One of a series of articles published in Provenance examining the impact of World War I, Nicole Davis, Nicholas Coyne and Andrew J May’s article is an example of how a detailed examination of records within a single series can illuminate local stories about the lived experience of war on the home front. The result of a unique project to identify and digitise records relating to World War I contained within Melbourne City Council Town Clerk’s Correspondence, ‘World War I on the home front’ highlights the ways in which the war permeated every facet of daily life in the City of Melbourne and brings to light a bigger story about the far-reaching impacts of the war across the city and on the people that lived and worked in it.
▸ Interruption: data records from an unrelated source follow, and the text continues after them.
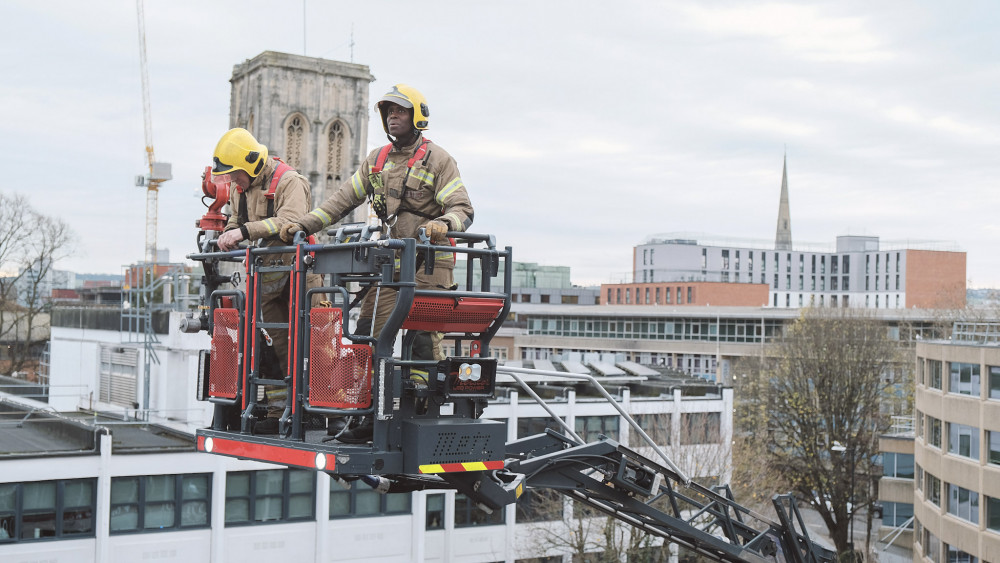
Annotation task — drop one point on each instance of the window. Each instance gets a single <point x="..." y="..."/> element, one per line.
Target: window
<point x="535" y="425"/>
<point x="963" y="440"/>
<point x="898" y="466"/>
<point x="956" y="555"/>
<point x="118" y="377"/>
<point x="993" y="514"/>
<point x="360" y="500"/>
<point x="932" y="488"/>
<point x="700" y="428"/>
<point x="591" y="427"/>
<point x="963" y="503"/>
<point x="435" y="512"/>
<point x="657" y="426"/>
<point x="468" y="514"/>
<point x="539" y="505"/>
<point x="964" y="379"/>
<point x="932" y="545"/>
<point x="895" y="514"/>
<point x="47" y="509"/>
<point x="160" y="502"/>
<point x="934" y="374"/>
<point x="934" y="431"/>
<point x="993" y="443"/>
<point x="277" y="495"/>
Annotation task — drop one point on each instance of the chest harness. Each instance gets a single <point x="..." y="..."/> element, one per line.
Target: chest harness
<point x="376" y="192"/>
<point x="279" y="171"/>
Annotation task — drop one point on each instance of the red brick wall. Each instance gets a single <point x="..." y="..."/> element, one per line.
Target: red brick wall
<point x="935" y="279"/>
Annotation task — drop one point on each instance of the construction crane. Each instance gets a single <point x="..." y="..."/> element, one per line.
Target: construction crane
<point x="159" y="172"/>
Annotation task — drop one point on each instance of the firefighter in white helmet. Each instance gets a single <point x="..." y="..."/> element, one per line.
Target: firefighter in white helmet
<point x="266" y="195"/>
<point x="411" y="184"/>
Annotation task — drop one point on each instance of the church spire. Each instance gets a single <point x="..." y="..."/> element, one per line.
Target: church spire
<point x="783" y="237"/>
Geoffrey Robinson, in ‘The Victorian railways strike of 1950: a study in public sector enterprise bargaining before its time’ presents a detailed study of the longest railways strike in Victorian history. Robinson’s article takes us through this complex industrial relations dispute that caused major disruptions throughout the State of Victoria for months during 1950 and the various machinations and negotiations between the railways management, the sector’s unions and the Victorian Government.
The three forum articles in this issue explore the ways in which public records can illuminate aspects of Victorian history through detailed research of primary sources. Yosanne Vella provides details of her search through prison registers and published sources for evidence of Maltese ‘troublemakers’ and criminals in Australia, and while she did not eventually find evidence of the female Maltese criminals she was looking for, her research led her to find more general similarities between female criminals in Malta and Australia, as well as evidence of male Maltese criminals in Australia.
In ‘The battle for Bears Lagoon’, Richard Turner explores a case study of land selection and settlement in Victoria during the period of the 1860s land Acts, and how conflicts over entitlement to land between selectors and squatters played out through Lands Department records held at PROV.
Eric Frazer’s article about the death of Mary (Molly) Winifred Dean in the Melbourne bayside suburb of St Kilda in 1930 examines evidence surrounding the murder, inquest and subsequent abandoned trial from a variety of published and unpublished sources. The brutal murder and the fact that it remains unsolved to this day, led to a large amount of information coming to light about Molly, her life and relationships, including their dramatic portrayal in a number of books and even a play, decades after the events occurred.